Imagine the global demise of the internet aka 'digital apocalypse'. At first I thought, hey that's actually great! However, "Paradigm Shifts" posits that reverting to the good ol' days prior to email, social media, online banking etc may not be so simple or rosy (as I would've hoped). And who would've thought that one of the most valuable pieces of technology following a digital collapse is a typewriter? I swear this book reads more like one standalone novel or a series of vignettes instead of a collection of stories, with the typewriter as the protagonist:
"People don't want to go back to their 1980s typewriters any more than they wanna go back to their 1980s hairstyles... Are you nuts? Ask people to give up their computers and the Internet?"
"Your opinions on the Crash? Was it really techno-terrorists or foreign involvement? Or perhaps extraterrestrials? ...Personally my money's on the aliens."
"I took out my smartphone from my pocket and looked at it like a traitor. It could not provide answers anymore. So I treated it like a traitor, tossing it out."
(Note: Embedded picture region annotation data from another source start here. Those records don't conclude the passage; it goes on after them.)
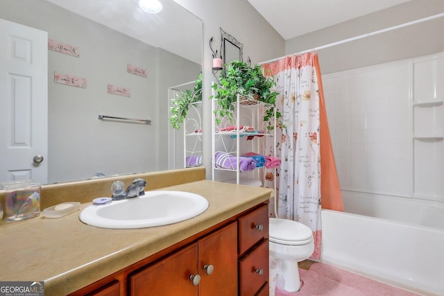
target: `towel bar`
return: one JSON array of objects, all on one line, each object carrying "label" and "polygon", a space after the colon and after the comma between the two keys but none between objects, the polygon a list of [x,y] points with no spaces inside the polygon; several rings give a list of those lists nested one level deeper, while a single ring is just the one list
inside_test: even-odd
[{"label": "towel bar", "polygon": [[100,120],[110,119],[125,120],[125,121],[137,121],[137,122],[144,123],[145,124],[150,124],[151,123],[151,121],[150,119],[127,119],[127,118],[125,118],[125,117],[109,116],[108,115],[99,115],[98,119],[100,119]]}]

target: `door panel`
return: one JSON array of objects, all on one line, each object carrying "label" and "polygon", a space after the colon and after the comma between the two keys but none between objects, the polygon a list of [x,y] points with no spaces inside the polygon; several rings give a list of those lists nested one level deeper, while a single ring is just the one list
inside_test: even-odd
[{"label": "door panel", "polygon": [[0,182],[47,182],[47,51],[46,32],[0,19]]}]

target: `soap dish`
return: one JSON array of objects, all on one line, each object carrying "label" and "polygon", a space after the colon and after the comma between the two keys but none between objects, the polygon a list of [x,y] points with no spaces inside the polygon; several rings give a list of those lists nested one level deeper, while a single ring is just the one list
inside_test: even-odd
[{"label": "soap dish", "polygon": [[78,211],[80,207],[78,202],[67,202],[55,206],[49,207],[43,210],[43,214],[46,218],[62,218],[71,213]]}]

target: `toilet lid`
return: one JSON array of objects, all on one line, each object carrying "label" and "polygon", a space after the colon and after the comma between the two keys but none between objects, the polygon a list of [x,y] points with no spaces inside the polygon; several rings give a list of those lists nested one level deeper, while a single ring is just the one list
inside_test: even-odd
[{"label": "toilet lid", "polygon": [[269,220],[270,241],[284,245],[303,245],[313,241],[313,232],[299,222],[279,218]]}]

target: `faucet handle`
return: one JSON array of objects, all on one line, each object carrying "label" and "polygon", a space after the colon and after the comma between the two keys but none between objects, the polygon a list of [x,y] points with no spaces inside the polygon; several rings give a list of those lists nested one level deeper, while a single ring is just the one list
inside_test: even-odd
[{"label": "faucet handle", "polygon": [[139,183],[139,196],[145,195],[144,189],[145,189],[145,186],[146,186],[146,181],[141,178],[137,178],[133,182],[133,184],[135,183]]}]

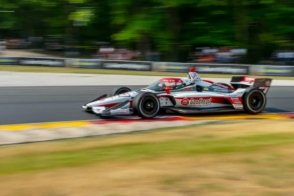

"The few stories I've heard are the same: cars are disabled, cell phones and land lines are down, and the only power is coming from solar chargers and generators... What better way to deal with an enemy nation than to disable it and wait for its civilization to completely unravel."
"My online friends from Twitter, Facebook, and Instagram were gone too. All those cohorts I never met face-to-face--how would we ever find each other again? ...I'm trying to figure out if life is simpler when you're on survival mode or is life dreadful because I can no longer sit on my ass and stare at my laptop?"
And finally, a typewritter itself has its own POV of the Event as it waits for the love of its life, the writer:
"Is it me, typing these words on my own, or is it her? Or is it both of us, typing at once? Yes, I decide--it's both of us, in perfect unison, finally saying exactly what we need to say."
A refreshing, relatable take on a cozy catastrophe we all secretly hope for, set in our (very?) near future that forces us to rethink our present state. A paradigm shift (that we need) indeed!